General steps for evaluating a cluster scale required:
Evaluate the data size -> Test a small cluster for its quantified performance -> Finalize on the cluster specification.
Typical offline scenarios
A user increases 100GB data every day, that is, 3TB every month. After compression, the data size is 1TB (suppose the compression ratio is 30%). All the data is stored in HDFS. There wasn't much data analysis a year ago, but the user wants to store the data. The computation is dominated by offline machine learning and ETL. Hive and Spark are mainly used, with 5-10 concurrent jobs. The user will have around 12TB data a year and may require 36TB of disk space in HDFS. In general, ETL and machine learning are comparatively CPU-consuming. At present, E-MapReduce jobs are submitted from the master which can have a larger size.
• The user’s requirement is to store 12TB of physical data, that is, 36TB of disk space in HDFS.
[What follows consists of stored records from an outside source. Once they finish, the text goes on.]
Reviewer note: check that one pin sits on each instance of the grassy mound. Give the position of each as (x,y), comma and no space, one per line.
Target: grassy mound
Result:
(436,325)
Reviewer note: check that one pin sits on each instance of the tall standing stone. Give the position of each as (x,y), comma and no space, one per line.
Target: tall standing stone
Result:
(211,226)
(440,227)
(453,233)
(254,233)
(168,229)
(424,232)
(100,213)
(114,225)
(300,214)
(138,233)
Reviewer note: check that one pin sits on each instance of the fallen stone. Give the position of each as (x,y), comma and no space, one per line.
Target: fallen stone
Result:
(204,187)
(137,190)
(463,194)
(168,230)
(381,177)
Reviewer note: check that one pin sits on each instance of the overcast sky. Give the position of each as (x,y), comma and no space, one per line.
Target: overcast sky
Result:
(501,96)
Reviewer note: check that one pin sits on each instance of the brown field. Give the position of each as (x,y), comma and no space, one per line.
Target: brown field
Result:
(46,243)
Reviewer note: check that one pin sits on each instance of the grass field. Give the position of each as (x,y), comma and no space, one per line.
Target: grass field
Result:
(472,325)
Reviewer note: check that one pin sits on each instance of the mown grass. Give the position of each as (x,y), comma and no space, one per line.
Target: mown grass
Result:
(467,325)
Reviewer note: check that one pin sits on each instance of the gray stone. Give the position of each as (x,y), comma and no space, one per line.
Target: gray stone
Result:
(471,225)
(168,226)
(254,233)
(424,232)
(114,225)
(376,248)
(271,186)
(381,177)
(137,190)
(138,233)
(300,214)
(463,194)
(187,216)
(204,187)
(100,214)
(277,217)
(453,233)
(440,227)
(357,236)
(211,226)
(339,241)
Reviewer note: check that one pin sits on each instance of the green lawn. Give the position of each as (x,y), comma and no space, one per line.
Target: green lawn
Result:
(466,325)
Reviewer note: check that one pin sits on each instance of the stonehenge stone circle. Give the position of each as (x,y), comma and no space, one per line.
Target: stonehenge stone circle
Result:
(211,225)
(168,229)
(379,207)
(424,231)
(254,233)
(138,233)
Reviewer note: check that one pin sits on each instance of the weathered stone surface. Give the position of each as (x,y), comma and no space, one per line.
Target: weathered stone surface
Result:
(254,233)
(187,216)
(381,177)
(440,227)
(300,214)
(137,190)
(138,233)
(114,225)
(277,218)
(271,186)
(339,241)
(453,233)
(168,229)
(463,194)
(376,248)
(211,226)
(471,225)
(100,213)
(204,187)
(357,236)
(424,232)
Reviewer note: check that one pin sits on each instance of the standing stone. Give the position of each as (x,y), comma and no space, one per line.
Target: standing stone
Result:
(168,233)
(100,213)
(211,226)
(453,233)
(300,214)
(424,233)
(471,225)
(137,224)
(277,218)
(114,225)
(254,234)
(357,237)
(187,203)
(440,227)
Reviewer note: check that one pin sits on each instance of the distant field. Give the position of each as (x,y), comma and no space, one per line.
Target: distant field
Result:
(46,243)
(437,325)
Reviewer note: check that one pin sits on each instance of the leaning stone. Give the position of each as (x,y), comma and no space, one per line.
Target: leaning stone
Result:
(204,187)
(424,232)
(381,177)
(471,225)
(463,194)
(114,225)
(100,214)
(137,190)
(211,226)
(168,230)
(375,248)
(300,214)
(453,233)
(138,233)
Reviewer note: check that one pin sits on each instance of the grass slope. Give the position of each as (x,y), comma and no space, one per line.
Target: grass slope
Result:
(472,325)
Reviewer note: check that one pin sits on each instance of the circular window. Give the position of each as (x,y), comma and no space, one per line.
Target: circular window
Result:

• The computing requirements are hard to estimate and dependent on actual running conditions. In general, it is evaluated by the user based on the run time and scale together. You can first run a basic case to evaluate the run time of a small cluster. Then you can tune up the machine scale linearly. Suppose the user requires the configuration of 20slave 8cpu 32g for running:
o A machine of 2master 8cpu 32g configuration should be prepared with a 350GB ultra cloud disk (350GB can ensure the maximum disk IO);
o Four ultra cloud disks of 20slave 8cpu 32g 450g configuration;
o All the data of a year ago or earlier is stored in OSS and E-MapReduce will connect to OSS directly to get the data for analysis as needed.
In general, the cluster may not be appropriate when the business changes. At this time, you need to re-adjust the cluster size. The most common way is to increase nodes to re-create a cluster with a new specification (It is better that you purchase a cluster of the subscription billing mode so that you can create another cluster as needed when the cluster is about to expire).
This section is easier to plan and the basic disk can be neglected. CPU takes the dominant role.
First test and then scale up.
If the streaming computation is purely used for UV statistics, the CPU and memory ratio should be 1:2. If you need to store data temporarily in the memory, the ratio should be 1:4.
Take the Spark Streaming with temporary data storage for example:
• 1master 4cpu 8g 350*1 ultra cloud disk;
• 2slave 4cpu 16g 100*4 ultra cloud disks. Nodes can be scaled based on actual needs later.
HBase storage service
SSD cloud disk is recommended for this section considering the IOPS.
The streaming computing CPU and memory should be allocated in the 1:4 ratio and the slave specification can be larger.
At the beginning, you can follow the below configuration:
• 2master 4cpu 8g 250*1 SSD cloud disk
• 2slave 16cpu 64g 250g*4 SSD cloud disks. Nodes can be scaled based on actual needs later.
Separated storage and computation for offline computation
Offline calculation can achieve separated storage and computation. For example, you can store all the data in the OSS for analysis by stateless E-MapReduce. In this case, E-MapReduce is purely responsible for computation with no assortment of storage and computation involved to adapt to the business. This mode is the most flexible. Later I will talk about separated storage and computation in a dedicated article.
The cluster specification is eventually subject to the evaluation of users based on their own business features. The above are just some general principles. We welcome suggestions from E-MapReduce and Hadoop users.